Se a humanidade não vivia uma época de muita espiritualidade, esses acontecimentos só vieram realçar todas as dúvidas que possuíam acerca das verdades inquestionáveis do sagrado. Havia algo de sinceridade naquela frase da porta da igreja, todos concordavam que se encontravam ante um dilema. Ou assumiam seu ateísmo ou aceitavam o fato de que andaram vivendo de maneira muito desrespeituosa durante suas vidas, e isso servia para todos, até os padres ou bispos deviam se comportar de uma maneira menos rígida na intimidade, porém, se acreditassem que nunca estiveram sozinhos, que um ser supremo os vigiassem a todo instante, seriam rígidos todo o tempo, algo ía mal em toda aquela doutrina milenar. Foi um golpe baixo contra a fé cristã. Raiva, apatía, desespero, todos esses sentimentos se misturavam naquelas pessoas que algum dia pensaram que possuíam alguma fé e agora se resignavam a aceitar sua nova condição. Ateus. Somos todos ateus. Ateus ou pecadores, o que sempre resultou muito parecido ao olhos dos religiosos.

Frente a todos esses acontecimentos blasfemos, a igreja resolveu tomar uma atitude. Deveriam reunir-se deveriam criar uma resposta a esse argumento pagão, deveriam devolver às pessoas a esperança de que estão agindo corretamente aos olhos de Deus e que não era necessário creer-se desrespeituoso ou ateu só porque não conseguem agir como se Deus estivesse lhes vigiando todo o tempo. - Afinal - Diziam - Era normal esquecer dessas coisas, somos pessoas ocupadas, temos nosso trabalho, nossa família, nossas necesidades financeiras, enfim, é uma época muito materialista, parece natural que nos esqueçamos nossa espiritualidade às vezes e todo esse papo de onipresença, onisciência porque nos apegamos à coisas materiais, e, como a presença de Deus não é algo concreto ou, ao menos não encontramos provas concretas da presença de Deus no nosso dia-a-dia, isso nos faz esquecer de que pode estar vigiando-nos e essas coisas... – E foi então que uma época muito dura para a fé ocidental acabava de começar, pois, o que sucedeu a esses pronunciamentos foi uma série de acontecimentos desesperadores a todos os representantes do cristianismo.
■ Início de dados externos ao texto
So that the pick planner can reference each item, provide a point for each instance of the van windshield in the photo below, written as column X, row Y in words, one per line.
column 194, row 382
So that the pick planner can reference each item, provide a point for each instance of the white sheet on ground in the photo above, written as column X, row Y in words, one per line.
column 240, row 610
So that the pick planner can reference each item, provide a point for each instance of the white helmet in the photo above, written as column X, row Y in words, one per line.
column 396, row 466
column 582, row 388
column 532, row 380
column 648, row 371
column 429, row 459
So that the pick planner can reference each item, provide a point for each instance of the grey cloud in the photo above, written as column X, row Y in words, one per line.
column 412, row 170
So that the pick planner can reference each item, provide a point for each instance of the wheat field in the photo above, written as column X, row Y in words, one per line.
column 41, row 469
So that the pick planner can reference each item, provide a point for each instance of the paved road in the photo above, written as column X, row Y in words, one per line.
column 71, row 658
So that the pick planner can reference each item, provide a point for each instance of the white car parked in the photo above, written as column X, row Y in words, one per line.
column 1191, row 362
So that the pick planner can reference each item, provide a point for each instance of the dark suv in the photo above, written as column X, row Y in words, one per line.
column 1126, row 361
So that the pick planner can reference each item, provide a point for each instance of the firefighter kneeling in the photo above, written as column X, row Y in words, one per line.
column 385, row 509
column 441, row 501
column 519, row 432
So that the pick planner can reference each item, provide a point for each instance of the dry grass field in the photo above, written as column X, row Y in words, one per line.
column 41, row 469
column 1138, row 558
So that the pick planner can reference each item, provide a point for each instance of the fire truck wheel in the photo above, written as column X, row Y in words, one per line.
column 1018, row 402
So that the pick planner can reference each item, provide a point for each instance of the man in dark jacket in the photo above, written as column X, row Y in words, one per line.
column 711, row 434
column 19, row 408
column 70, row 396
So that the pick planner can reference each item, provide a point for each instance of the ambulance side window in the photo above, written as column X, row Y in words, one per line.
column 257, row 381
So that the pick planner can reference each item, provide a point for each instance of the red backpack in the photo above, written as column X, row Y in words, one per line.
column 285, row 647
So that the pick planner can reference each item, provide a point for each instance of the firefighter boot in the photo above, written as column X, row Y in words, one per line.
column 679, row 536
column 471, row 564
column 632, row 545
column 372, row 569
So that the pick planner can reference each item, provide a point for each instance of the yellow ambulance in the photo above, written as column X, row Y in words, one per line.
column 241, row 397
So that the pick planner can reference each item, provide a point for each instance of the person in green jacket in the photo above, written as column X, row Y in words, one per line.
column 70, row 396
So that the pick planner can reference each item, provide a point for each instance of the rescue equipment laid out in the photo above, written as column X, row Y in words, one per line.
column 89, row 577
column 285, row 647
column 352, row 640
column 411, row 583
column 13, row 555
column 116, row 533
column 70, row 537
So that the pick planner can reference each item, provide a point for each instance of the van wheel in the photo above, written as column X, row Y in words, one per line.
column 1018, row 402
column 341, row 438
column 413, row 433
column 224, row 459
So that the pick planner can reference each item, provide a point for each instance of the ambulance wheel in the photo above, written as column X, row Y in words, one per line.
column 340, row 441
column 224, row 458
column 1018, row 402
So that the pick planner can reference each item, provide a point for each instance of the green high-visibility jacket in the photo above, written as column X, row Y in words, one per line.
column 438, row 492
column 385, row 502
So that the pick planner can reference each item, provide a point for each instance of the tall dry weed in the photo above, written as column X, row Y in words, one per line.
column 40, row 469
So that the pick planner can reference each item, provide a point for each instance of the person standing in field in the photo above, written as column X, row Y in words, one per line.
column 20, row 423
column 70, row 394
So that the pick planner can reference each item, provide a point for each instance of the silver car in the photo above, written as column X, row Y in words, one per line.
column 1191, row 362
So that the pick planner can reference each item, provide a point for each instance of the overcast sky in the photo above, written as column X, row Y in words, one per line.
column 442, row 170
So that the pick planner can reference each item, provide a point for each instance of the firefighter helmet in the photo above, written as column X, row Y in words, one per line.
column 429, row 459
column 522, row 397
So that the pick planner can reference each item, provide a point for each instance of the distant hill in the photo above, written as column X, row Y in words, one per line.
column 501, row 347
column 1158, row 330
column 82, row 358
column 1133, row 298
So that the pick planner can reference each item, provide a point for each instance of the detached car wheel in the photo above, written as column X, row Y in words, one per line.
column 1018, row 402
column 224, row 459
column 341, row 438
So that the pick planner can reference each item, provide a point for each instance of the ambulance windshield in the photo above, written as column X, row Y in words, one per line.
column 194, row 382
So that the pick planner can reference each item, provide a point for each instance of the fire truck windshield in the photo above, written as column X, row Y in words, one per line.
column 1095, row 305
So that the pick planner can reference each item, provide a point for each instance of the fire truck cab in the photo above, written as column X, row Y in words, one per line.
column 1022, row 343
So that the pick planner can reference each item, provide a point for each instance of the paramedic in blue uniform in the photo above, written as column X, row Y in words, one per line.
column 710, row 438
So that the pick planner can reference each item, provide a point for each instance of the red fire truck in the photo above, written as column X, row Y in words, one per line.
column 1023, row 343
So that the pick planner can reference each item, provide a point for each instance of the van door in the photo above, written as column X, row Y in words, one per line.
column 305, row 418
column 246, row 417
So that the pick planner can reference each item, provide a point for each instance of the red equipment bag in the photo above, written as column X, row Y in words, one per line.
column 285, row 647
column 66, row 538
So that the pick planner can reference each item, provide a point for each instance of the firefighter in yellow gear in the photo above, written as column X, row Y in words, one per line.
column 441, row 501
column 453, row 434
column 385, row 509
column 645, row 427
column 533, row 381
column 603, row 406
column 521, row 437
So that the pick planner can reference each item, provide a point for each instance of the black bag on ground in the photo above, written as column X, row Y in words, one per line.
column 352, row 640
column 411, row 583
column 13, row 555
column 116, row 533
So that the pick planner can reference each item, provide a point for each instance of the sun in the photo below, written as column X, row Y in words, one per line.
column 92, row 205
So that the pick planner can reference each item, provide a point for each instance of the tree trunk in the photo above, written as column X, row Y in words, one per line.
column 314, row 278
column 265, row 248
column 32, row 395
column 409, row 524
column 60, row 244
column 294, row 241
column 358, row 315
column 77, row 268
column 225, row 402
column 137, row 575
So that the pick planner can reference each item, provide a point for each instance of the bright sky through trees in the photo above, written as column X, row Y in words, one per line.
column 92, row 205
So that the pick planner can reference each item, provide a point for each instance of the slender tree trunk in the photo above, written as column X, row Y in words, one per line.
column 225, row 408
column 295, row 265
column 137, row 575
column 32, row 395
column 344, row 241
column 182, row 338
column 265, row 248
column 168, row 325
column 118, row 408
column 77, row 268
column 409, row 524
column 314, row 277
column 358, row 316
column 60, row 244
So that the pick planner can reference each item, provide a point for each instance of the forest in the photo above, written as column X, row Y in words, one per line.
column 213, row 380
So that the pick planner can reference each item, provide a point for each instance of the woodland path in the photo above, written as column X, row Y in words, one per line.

Sim. Ignoraram o fato de que um argumento dessa classe iria soar muito mal. Todos se sentiriam enganados por todos aqueles anos em que se encontraram mergulhados em dores e dúvidas e que o único conforto que possuíam era a garantia de que Deus os estava assistindo, e, se não viamos a Deus diante de nossos olhos era por culpa da impureza de nossas almas, nossa pobreza de espírito e bla bla bla...Agora escutavam as mesmas pessoas que pregavam a total dedicação divina classificar a presença de Deus como algo ausente de provas concretas. parecia que toda a humanidade aguardava incessantemente por esta gafe para desabafar contra os acessores do todo-poderoso todo um conjunto de descontentamentos acumulados e que jamais se atreveriam a expressá-los se o momento não fosse tão oportuno.

E durante aqueles tumultuosos dias tudo foi questionado, todas as leis revisadas e todos os mistérios investigados. Se careciam de provas concretas, então o instinto coletivo pedia um Deus mais humano, mais terreno, mais terráqueo. Estavam saturados de viver em erro por não conseguir encaixar a realidade terrena nas leis celestes, queriam agora vulgarizar o sagrado.

Concreto. Essa era a palavra. Um Deus que pudessem tocar, que notassem sua presença, com quem pudessem dialogar, um Deus que existisse como existimos, que passasse pelos mesmos caminhos, e, por que não? Que obedecesse as nossas mesmas leis. Ouviam-se todo e qualquer tipo de reinvindicação pelas ruas. E assim vários grupos foram formados por pessoas com interesses em comum para gritar pelos ares onde achavam que o soberano havia falhado.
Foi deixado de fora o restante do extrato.